5.2 De voorzitter heeft voorts overwogen dat bij een geschil met betrekking tot de (verdere) tenuitvoerlegging van een executoriale titel, waarvan hier dus sprake is, artikel 438 van het Wetboek van Burgerlijke Rechtsvordering een algemene regeling geeft. Op grond van deze bepaling dienen geschillen met betrekking tot de executie, bijvoorbeeld beslagen die volgens klagers nodeloos zijn gelegd, voorgelegd te worden aan de bevoegde (executie)rechter. Het tuchtrecht biedt daarvoor niet de geëigende weg.

6. De beoordeling van de gronden van het verzet

De door klagers in verzet aangevoerde gronden werpen naar het oordeel van de Kamer geen nieuw licht op de beslissing van de voorzitter. Het beslag op de onroerende zaak van klagers is gelegd in november 2008. Gezien het totaalbedrag van de vorderingen was dat geen ongebruikelijke stap. De gerechtsdeurwaarder had er inderdaad beter aan gedaan in zijn verweer te vermelden dat de hypotheekhouder de executie van de woning van klagers op zijn verzoek had aangezegd. Dit maakt overigens niet dat de beslissing van de voorzitter anders had moeten zijn.

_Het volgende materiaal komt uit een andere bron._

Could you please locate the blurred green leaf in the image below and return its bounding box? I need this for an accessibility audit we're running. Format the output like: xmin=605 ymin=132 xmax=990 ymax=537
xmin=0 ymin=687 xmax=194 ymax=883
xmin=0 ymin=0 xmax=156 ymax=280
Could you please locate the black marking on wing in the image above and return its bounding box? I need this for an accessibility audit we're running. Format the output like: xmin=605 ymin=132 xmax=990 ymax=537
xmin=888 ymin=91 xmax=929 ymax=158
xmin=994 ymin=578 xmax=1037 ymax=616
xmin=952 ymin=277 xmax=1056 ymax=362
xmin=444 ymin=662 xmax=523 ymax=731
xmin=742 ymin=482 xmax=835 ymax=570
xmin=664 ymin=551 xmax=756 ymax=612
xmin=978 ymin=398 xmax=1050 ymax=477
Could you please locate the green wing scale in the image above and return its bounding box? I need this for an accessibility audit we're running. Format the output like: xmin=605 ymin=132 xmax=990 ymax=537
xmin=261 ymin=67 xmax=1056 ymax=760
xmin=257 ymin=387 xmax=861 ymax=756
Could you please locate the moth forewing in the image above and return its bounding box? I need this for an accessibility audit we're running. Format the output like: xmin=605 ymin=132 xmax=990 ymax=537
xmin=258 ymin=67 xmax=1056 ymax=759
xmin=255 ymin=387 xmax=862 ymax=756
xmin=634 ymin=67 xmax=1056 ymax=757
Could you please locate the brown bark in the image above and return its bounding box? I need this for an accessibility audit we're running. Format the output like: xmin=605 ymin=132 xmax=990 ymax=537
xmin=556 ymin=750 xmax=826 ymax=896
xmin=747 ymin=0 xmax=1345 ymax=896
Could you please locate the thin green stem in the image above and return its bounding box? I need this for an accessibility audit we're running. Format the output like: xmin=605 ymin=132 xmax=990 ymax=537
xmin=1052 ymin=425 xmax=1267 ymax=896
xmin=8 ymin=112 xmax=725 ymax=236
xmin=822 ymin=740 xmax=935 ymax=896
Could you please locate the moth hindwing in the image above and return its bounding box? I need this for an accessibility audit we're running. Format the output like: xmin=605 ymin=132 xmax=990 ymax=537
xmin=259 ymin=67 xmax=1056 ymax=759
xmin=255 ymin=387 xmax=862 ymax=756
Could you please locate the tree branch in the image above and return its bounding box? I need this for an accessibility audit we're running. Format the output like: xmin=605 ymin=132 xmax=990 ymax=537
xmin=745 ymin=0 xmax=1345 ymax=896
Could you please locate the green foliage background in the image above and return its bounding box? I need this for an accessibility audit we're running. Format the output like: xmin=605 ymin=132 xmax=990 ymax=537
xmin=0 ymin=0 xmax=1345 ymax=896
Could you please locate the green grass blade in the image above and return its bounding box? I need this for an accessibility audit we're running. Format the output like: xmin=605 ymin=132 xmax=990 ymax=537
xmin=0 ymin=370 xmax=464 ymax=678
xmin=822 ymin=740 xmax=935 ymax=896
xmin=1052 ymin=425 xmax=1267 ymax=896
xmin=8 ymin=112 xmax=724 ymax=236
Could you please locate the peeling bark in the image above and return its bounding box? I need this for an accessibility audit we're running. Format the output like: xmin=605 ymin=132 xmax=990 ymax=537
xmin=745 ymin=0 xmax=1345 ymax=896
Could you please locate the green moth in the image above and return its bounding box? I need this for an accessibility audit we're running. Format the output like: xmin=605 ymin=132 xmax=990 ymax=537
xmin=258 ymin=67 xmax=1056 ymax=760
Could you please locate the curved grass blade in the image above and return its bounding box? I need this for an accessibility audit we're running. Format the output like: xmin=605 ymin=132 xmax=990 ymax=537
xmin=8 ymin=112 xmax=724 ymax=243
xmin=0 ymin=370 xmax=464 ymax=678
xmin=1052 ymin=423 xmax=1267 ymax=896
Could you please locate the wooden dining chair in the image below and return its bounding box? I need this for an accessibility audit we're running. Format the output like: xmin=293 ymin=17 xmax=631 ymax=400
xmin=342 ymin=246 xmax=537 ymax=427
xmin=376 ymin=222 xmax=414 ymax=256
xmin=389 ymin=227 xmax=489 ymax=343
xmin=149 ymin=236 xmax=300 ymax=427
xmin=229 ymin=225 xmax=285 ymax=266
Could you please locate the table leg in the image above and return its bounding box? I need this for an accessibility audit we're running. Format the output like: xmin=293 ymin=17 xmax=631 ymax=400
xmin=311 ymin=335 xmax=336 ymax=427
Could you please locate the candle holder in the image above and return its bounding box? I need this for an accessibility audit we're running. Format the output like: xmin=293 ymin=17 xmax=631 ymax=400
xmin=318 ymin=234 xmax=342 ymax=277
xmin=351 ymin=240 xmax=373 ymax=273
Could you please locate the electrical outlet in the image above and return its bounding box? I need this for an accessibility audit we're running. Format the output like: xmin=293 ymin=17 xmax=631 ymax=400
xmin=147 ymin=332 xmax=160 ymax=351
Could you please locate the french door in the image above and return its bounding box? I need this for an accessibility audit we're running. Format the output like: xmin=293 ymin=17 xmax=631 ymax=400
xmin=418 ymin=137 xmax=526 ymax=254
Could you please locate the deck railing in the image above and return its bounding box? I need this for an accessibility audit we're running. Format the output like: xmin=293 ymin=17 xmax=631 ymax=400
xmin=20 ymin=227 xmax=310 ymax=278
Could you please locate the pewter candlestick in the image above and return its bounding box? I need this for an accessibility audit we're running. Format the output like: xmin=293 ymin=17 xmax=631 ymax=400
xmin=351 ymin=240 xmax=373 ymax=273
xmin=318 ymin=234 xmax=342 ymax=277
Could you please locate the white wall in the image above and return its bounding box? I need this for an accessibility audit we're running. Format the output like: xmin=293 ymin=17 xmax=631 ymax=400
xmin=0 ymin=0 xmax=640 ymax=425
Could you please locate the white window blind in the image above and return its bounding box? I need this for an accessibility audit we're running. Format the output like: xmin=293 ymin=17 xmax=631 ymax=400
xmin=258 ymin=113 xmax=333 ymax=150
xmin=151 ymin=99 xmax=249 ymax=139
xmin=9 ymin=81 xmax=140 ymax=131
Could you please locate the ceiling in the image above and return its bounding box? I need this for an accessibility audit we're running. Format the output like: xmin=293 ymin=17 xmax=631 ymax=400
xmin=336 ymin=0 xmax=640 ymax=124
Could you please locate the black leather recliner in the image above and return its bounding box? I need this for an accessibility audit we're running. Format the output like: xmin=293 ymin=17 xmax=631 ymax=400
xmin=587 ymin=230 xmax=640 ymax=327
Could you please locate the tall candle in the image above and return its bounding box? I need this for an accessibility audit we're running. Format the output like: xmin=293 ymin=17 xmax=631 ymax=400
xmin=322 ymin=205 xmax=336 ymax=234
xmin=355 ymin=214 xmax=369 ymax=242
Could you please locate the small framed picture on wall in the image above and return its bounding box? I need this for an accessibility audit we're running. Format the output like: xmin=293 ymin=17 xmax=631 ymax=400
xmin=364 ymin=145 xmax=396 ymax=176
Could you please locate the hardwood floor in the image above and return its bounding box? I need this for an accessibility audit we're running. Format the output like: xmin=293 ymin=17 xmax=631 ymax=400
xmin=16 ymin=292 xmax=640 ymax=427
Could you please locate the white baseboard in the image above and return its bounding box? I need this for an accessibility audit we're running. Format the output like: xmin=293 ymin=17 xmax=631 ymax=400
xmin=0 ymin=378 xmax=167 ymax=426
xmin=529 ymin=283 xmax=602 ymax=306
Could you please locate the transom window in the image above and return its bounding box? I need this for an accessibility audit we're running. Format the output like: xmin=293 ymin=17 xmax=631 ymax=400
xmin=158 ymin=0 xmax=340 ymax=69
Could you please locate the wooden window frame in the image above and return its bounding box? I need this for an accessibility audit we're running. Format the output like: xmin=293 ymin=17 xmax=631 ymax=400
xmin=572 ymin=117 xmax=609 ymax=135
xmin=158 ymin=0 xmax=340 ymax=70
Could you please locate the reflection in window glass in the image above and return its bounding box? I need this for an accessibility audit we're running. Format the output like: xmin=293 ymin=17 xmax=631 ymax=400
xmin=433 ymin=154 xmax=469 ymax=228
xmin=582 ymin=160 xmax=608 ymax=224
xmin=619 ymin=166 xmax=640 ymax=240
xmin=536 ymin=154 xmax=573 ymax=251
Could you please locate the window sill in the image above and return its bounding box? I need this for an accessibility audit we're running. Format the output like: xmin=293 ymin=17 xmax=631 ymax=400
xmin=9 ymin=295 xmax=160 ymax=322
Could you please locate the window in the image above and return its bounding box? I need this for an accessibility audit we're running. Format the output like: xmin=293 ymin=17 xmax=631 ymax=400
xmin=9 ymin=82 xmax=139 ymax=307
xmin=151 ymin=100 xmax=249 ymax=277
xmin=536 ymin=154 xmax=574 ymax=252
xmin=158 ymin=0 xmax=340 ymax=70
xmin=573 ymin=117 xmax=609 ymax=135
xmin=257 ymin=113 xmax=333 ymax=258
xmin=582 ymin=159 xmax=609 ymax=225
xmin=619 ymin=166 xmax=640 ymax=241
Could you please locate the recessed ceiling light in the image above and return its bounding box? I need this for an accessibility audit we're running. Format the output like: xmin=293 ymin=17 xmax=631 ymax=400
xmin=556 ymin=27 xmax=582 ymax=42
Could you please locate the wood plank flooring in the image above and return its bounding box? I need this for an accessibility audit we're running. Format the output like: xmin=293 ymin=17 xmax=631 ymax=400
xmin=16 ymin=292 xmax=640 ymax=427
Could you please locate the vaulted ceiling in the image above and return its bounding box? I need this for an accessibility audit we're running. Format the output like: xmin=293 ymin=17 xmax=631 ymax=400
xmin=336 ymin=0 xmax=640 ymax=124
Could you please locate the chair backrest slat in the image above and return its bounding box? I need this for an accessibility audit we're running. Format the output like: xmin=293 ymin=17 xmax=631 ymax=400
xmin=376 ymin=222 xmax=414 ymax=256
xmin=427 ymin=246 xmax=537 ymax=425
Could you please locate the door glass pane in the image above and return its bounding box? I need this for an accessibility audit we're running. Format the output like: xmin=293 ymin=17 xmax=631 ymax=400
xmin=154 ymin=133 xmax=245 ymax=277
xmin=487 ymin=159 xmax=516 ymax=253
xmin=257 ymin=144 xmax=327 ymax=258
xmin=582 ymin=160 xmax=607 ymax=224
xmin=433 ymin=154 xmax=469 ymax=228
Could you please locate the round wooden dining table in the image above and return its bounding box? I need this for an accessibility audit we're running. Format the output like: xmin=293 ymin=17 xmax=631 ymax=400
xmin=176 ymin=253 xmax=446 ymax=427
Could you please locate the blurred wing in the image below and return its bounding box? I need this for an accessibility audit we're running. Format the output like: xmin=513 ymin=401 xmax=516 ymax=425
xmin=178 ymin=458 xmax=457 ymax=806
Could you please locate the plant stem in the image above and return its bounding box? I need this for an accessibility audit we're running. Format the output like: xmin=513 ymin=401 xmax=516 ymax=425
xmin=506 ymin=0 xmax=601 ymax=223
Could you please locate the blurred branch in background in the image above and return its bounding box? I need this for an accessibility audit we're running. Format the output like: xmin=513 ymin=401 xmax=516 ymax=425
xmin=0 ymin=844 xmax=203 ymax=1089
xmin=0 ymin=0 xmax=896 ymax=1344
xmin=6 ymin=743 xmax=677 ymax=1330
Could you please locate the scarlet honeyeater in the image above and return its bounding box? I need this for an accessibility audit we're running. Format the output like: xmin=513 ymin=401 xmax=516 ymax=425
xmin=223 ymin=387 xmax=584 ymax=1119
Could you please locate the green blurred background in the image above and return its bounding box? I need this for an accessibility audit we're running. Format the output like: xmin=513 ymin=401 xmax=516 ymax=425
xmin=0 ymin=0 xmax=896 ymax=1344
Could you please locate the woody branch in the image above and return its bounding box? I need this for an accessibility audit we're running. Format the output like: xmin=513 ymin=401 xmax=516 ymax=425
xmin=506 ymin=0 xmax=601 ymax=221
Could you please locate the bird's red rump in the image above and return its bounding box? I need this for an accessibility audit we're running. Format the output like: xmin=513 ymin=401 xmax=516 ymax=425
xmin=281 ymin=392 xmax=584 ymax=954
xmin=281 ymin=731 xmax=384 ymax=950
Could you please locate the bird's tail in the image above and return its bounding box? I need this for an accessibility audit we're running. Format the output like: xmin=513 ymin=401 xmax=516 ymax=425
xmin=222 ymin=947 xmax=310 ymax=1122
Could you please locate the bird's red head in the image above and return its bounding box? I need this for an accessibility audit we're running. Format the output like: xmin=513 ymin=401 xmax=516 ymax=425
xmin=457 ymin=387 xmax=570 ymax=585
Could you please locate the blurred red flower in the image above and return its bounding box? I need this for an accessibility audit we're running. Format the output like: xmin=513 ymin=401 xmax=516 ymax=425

De Kamer acht de beslissing van de voorzitter dan ook juist. Het verzet kan niet slagen en dient ongegrond te worden verklaard

7. Op grond van het voorgaande wordt beslist als volgt.

BESLISSING:

De Kamer voor Gerechtsdeurwaarders:

-        verklaart het verzet ongegrond.

Aldus gegeven door mr. C.M. Berkhout, voorzitter, mr. J.H. Dubois en mr. J.J.L. Boudewijn (plaatsvervangend) leden en uitgesproken ter openbare terechtzitting van 27 april 2010 in tegenwoordigheid van de secretaris.

Op grond van het bepaalde in artikel 39, vierde lid, van de Gerechtsdeurwaarderswet staat tegen deze beslissing geen rechtsmiddel open.